A guy at Google, Chris DiBona, who I've met several times and has always been nice to me, and Greg Stein have opened up Code.Google.com.
New open source development effort. Congrats guys!
Now, wait a second. Isn't Google Microsoft's competitor? Doesn't Scoble work for Microsoft? Isn't it a bad bad bad thing to link to your competitor and work with them?
No. No. No.
This is a win for us all.
See, let's work to make things better for customers together. That's my vision for this new world.
Haarvard, over on the Opera Community (he works in Opera's QA department), responds to my post.
"Interestingly enough, much of Microsoft's success can be attributed to marketing, but I guess it doesn't feel good when you are on the receiving end."
No, I'm not saying that. But, I am saying that what'll get more people to switch browsers in the future is things like having better security (that's why most Firefox users tell me they switched from IE to Firefox). Having better RSS support. Having better tagging support. Having better tabs support. And so on.
I'm not saying that standards don't matter. They do.
But what about Dave Winer's request for a better editor?
Or my request for better inking support? Or, or, or, or.
Standards support is definitely one way to judge a browser and, yes, we will be judged against Opera and Firefox (and other browsers and add/ons like Maxthon or Optimal Access).
But I was just trying to point out that the Web Standards group appears to not be working with anyone other than Opera. So, shouldn't that relationship be explained on their home page?
Compare to how Google treated us with Nofollow. Google could have kept the PR to themselves. But, Google's employees emailed several of us, including me, to let us know a PR event would happen and wondered if we wanted to get on board. THAT IS what I was thinking the Web Standards Project was all about. After all, the WaSP home page says specifically "we work with browser companies." Well, so far I see that they are working with Opera. Who else?
Disclaimer. Two members of the WaSP have now been introduced to the Internet Explorer team and are now talking. So, this might be good for all involved.

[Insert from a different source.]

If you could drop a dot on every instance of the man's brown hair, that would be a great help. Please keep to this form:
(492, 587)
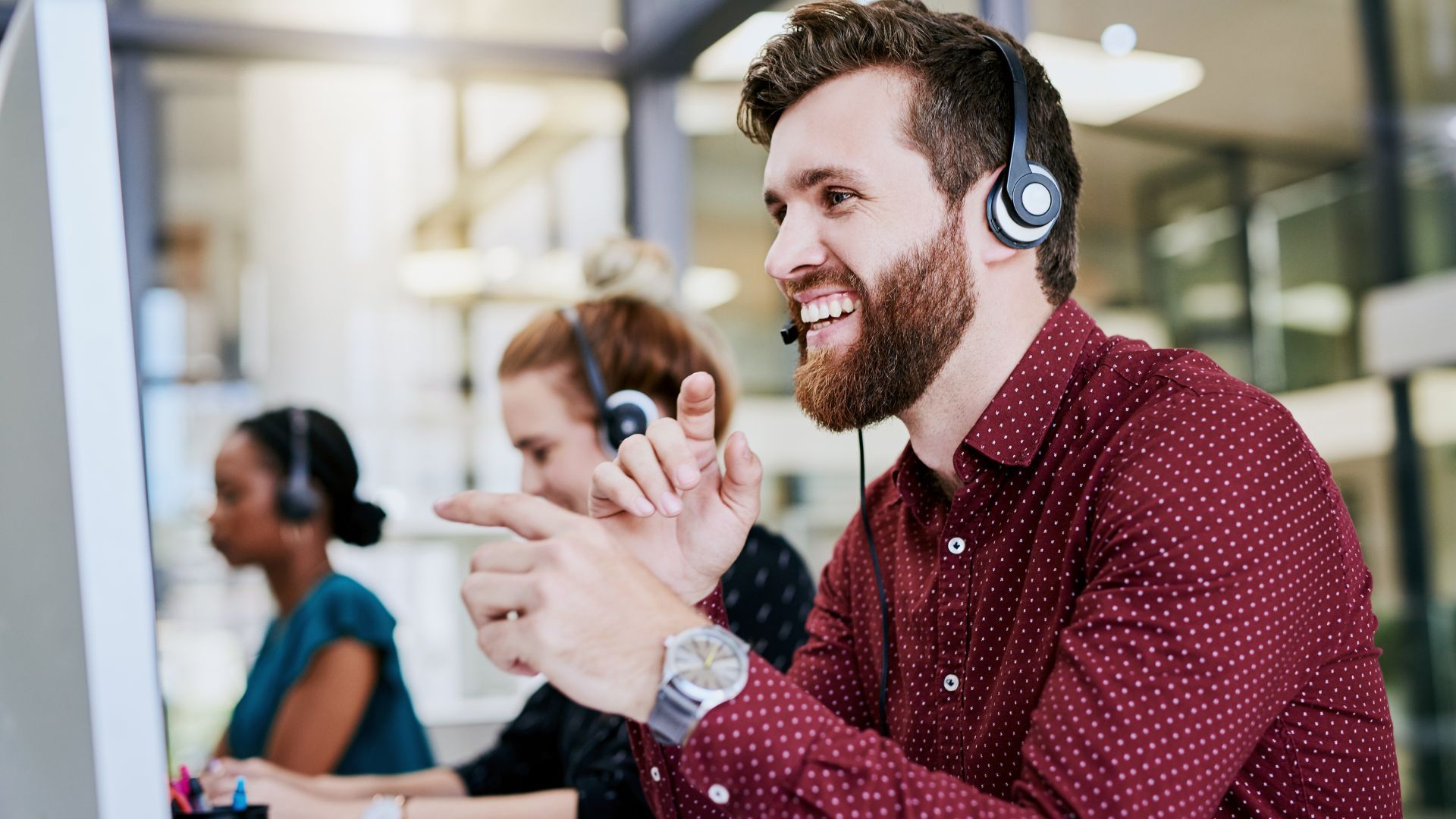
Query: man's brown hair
(638, 346)
(962, 115)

I can't get to Loic Le Meur's Internet 2.0 conference in Paris at the end of April, but he's looking for some more speakers. How about Tim Bray or Jonathan Schwartz from Sun?
Tim gives a great speech. He keynoted at Northern Voice and was wonderful.
I really wanna go to Paris, though. Sigh. My schedule is too full and my travel budget is used up.
Lots of interesting people are speaking.
Steve Rubel says BUY THIS BOOK NOW when talking about Cliff Atkinson's new "Beyond Bullets" book about Powerpoint. I have to agree. I've only read a chapter so far but it's excellent. Glad to see another fellow blogger get a book deal partly because of the popularity of his blog, too.
I was just over on the Visual Basic team's blog and see that my boss's boss's boss's boss (Eric Rudder) will be giving a chat on Friday. I wonder if someone will ask him when he'll blog again?
Nah, they'll probably ask him about Microsoft's committment to Visual Basic. And they should. Although Rob Copeland, on the same blog, already answered that.
Thinking of doing your own podcast? Carl Franklin put together a "Podcasting Kit" which will help you get started doing your own professional MP3-based audio show.
Those of you who don't know Carl, he co-founded the first Visual Basic Web site and has been doing audio shows on the Internet for quite some time (he does the very excellent .NET Rocks podcast). He also has built a studio in his home, plays a mean bass guitar, and can sing "My Darling Clementine" in about 1,000 different flavors (one of the highlights of my life was listening to him sing that for hours on a bus tour I put together of Yosemite).
The Chief Blogging Officer. AKA Chris Locke. AKA guy who gets paid to not blog about HighBeam Research.
Oh, I forgot to link and explain what Chris is writing. Oh, yeah, he tells a story about one time when I linked to him and InfoWorld messed up the context and other things.
Here's the link: Winning through worst practices.
Ahh, that sounds like my life.
Several of the folks in my comments have told me that Microsoft's support of Web standards suck. Yes, I know. Why do you think I talk with Dean Hachamovitch, head of the IE team, so often?
That said, we're starting to see movement on our side of the fence. The Internet Explorer team is talking about Web standards in public. That's a huge change in just the past year.
Yes, it's just talk at this point. But, it +is+ movement.